A Closer Look: Environment-as-a-Service in Your CI/CD Pipeline

CI/CD workflows are usually written with the assumption the infrastructure will always be in the same state it was before. The state of the infrastructure can change and the workflow will be affected. Users must update their workflow to deal with changes in state. If this is not done regularly, the entire CI/CD workflow becomes manual and less automated. This defeats the purpose of CI/CD.

Cloudify assumes instead that infrastructure is subjected to entropy, which means that it will drift over time, particularly in highly distributed environments.

This solves the problem by using a declarative approach that separates the environment’s state from the workflow. Environment-as-a-Service (EaaS) technology keeps track of the state of each environment and how it changes over time. It knows the configurations of all components, including storage, networking, and computing, as well as how they relate to each other.

The software detects drift over time and offers built-in workflows that can automatically correct some common drift situations. Software feeds information about each environment back into the workflow, allowing it to adapt to changing conditions.

Cloudify also uses a Transaktional workflowMechanism that continuously monitors the execution status and can resume failed workflows or trigger a rollback workflow.

This mechanism has been extended to support bulk operations in distributed environments with version 6. The software can run workflows simultaneously in hundreds of sites or thousands of environments. It also ensures that the workflows are executed successfully even in the event of a network failure or outage.

All of this information is visible in Cloudify’s map view (Figure 2). This allows users to see the services running at each location and the state of the entire cluster at a glance.
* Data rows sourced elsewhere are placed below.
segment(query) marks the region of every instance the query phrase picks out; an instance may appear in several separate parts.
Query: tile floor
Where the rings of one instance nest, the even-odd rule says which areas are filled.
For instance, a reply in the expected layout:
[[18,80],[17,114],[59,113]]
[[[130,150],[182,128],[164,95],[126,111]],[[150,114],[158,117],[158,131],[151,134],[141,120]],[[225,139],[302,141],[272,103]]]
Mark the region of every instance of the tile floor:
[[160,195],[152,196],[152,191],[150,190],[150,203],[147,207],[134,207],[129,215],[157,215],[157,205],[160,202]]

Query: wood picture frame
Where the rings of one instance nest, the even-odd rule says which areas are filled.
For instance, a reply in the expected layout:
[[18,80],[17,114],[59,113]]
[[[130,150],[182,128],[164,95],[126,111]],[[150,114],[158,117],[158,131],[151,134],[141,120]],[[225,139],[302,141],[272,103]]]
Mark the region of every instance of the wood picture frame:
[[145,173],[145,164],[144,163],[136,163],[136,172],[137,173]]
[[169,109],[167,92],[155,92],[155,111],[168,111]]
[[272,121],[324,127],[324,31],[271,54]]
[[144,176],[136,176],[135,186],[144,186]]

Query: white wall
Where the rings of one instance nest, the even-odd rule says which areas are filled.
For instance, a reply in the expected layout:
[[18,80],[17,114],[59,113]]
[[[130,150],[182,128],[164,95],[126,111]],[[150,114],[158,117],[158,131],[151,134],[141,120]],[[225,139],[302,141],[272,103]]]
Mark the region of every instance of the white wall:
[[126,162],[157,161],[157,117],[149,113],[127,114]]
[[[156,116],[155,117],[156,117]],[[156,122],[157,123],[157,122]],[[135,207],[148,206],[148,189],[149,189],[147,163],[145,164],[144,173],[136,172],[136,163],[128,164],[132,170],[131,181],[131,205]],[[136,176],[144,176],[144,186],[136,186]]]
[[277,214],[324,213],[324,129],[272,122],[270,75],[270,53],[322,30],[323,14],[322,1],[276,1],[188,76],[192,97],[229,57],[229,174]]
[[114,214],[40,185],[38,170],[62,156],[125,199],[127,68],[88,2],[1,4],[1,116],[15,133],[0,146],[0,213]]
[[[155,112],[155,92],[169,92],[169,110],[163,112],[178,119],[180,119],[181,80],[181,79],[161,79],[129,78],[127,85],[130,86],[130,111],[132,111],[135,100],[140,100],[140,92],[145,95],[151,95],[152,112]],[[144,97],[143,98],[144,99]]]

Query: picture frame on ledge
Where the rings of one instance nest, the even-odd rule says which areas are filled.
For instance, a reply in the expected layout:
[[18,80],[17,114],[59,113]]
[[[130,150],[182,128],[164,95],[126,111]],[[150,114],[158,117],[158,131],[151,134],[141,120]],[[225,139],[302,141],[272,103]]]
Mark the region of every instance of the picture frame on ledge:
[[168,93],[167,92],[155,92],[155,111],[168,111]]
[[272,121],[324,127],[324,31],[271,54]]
The map can be used for thousands of deployments in thousands locations. A new version of the map is also available. View on deploymentAllows users to switch between the table and map view. Users can execute operations such Day 2 workflows and deployment (provisioning), on the cluster from this view.

Cloudify Map View

Management of distributed workflows requires new management and monitoring tools. These tools will allow you to quickly see the current state of the system.

These are just a few examples of the capabilities Cloudify open-source Cloudify offers to SaaS businesses looking for a strong enabler of multisite administration and highly distributed computing.

It’s all about improving the DevOps Experience

Cloudify’s main goal is to remove a lot of the complexity that afflicts IT operators and DevOps engineers. We are specifically trying to make managing distributed systems as easy as running any other cloud service.

DevOps should be able push code into Git in order to describe the desired system end state. This will offload the job of figuring the delta between current and end states and doing what is necessary to keep the CI/CD pipeline operating at a rapid pace.

As an added bonus, whether youre using Cloudify to manage a dozen environments for your in-house development team or billions of endpoints in an advanced edge use case, the environment-as-a-service capability synchronizes the efforts of DevOps and IT management and can help your team break down some of the biggest silos that exist in enterprises today.

View Comments (0)

Leave a Reply

Your email address will not be published.